Abstract

The essay examines Pope’s entire poetic career under the aspect of rapture, in all its many connotations and contexts. Though Pope’s early amatory poems and his later satire are usually considered in isolation from each other, this essay explores their common preoccupation with the formal erotic, affective, and spiritual experience of rapture and thus demonstrates their dynamic interconnectedness. The result is a new account of Pope’s poetic career, and a new assessment of the relationships between writing and life. Pope came to concentrate on writing satire in the last third of his life, but he was also a translator, a textual scholar, a prodigious letter writer, and in the first major phase of his career, a love poet depicting young women in love, such as Sapho, Eloise, the Unfortunate Lady, and Belinda, often focusing on erotic rapture and death. From about 1728 until his death in 1744, he no longer wrote this kind of poetry, but instead turned his creative energies toward passionate social and political satire, fashioning a poetic persona of the satirist as powerful, wide-ranging, virtually sacred raptor.
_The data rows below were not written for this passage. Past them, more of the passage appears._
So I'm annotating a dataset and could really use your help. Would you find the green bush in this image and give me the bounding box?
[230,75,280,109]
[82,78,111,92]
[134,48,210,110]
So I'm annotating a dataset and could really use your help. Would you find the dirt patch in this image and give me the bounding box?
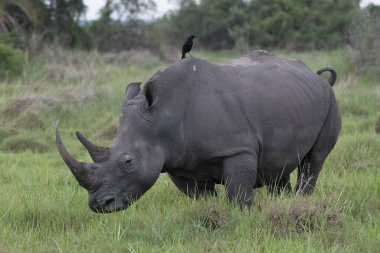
[267,198,342,235]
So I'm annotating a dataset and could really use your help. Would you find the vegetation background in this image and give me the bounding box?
[0,0,380,252]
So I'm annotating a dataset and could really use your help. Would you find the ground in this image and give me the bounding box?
[0,49,380,252]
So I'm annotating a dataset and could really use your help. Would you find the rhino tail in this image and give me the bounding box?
[317,67,337,87]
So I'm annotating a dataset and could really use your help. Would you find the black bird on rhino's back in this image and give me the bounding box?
[181,34,197,59]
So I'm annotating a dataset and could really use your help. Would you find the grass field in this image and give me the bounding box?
[0,50,380,252]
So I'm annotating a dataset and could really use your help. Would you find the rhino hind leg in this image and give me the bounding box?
[223,154,257,208]
[169,174,217,198]
[268,175,292,195]
[295,94,341,195]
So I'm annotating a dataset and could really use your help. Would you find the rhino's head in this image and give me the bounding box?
[56,83,164,213]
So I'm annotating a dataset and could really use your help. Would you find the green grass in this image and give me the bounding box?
[0,51,380,252]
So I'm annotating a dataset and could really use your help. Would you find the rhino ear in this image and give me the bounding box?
[143,82,158,111]
[125,82,141,100]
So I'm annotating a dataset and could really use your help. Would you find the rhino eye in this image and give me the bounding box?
[119,155,133,172]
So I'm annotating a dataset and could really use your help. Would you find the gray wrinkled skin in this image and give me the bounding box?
[57,51,341,213]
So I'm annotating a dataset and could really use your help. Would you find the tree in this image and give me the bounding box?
[0,0,41,32]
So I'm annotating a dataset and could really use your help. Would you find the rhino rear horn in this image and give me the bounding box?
[76,131,110,163]
[125,82,141,100]
[55,128,95,190]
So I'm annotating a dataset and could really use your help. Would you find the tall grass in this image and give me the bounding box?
[0,48,380,252]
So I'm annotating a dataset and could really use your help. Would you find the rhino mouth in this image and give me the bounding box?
[89,196,131,213]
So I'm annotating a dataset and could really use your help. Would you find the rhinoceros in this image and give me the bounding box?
[56,50,341,213]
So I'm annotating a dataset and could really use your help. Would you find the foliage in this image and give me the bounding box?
[0,0,42,32]
[0,48,380,253]
[346,5,380,79]
[0,44,25,78]
[163,0,359,50]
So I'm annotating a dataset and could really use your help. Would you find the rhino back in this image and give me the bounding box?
[147,52,331,173]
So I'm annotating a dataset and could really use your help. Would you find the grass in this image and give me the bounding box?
[0,50,380,252]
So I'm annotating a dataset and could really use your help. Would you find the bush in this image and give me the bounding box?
[0,44,25,78]
[346,5,380,79]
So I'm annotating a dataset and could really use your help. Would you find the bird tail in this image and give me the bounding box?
[317,67,336,87]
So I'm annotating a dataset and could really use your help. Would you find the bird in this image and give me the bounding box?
[181,34,197,59]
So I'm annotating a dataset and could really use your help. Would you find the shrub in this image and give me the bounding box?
[346,8,380,79]
[0,44,25,78]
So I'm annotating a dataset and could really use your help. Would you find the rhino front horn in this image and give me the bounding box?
[55,128,95,189]
[76,131,110,163]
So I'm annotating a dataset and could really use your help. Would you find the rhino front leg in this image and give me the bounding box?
[268,175,292,195]
[169,174,217,198]
[223,154,257,207]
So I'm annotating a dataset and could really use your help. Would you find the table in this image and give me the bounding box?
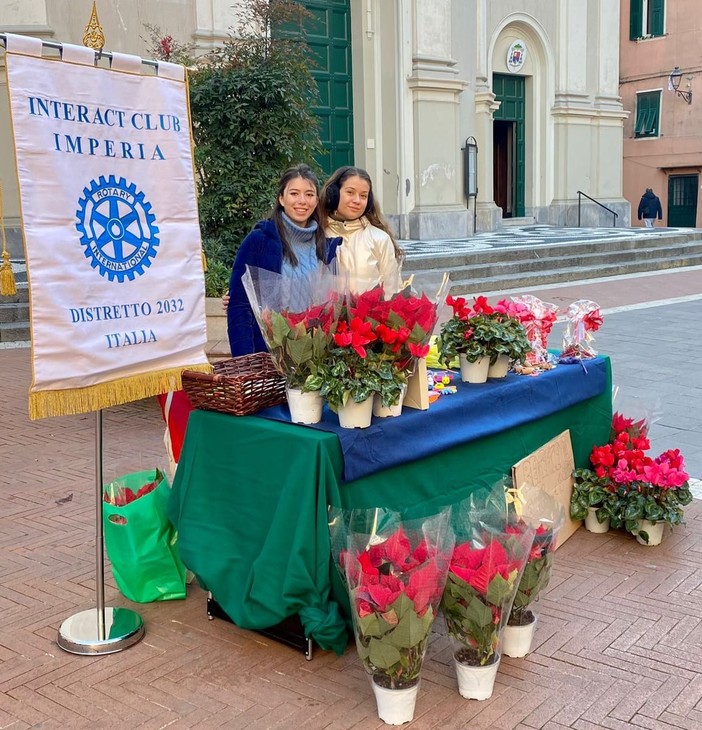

Hence, Pope’s poetic career moves in a direction from portraying passive subjects, usually young women under the influence of erotic rapture, to exercising his own poetic power of depicting the active force of rapture as satiric predation. The transition from poet of rapturous, death-haunted female love to poet of avenging satirical rapture coincided significantly with his involvement with, and rejection by, Lady Mary Wortley Montagu sometime in the 1720s. Though Pope is largely remembered for his satire, this essay takes a more holistic view of Pope’s life and work, drawing attention to the ways that his translation, scholarship, and especially love poetry contributed directly to his satiric practice later in life. This essay not only brings Pope’s biography to bear on his poetic artistry, but also unites what has often been seen as disparate parts of Pope’s career by seeing him first and foremost as a poet of rapture.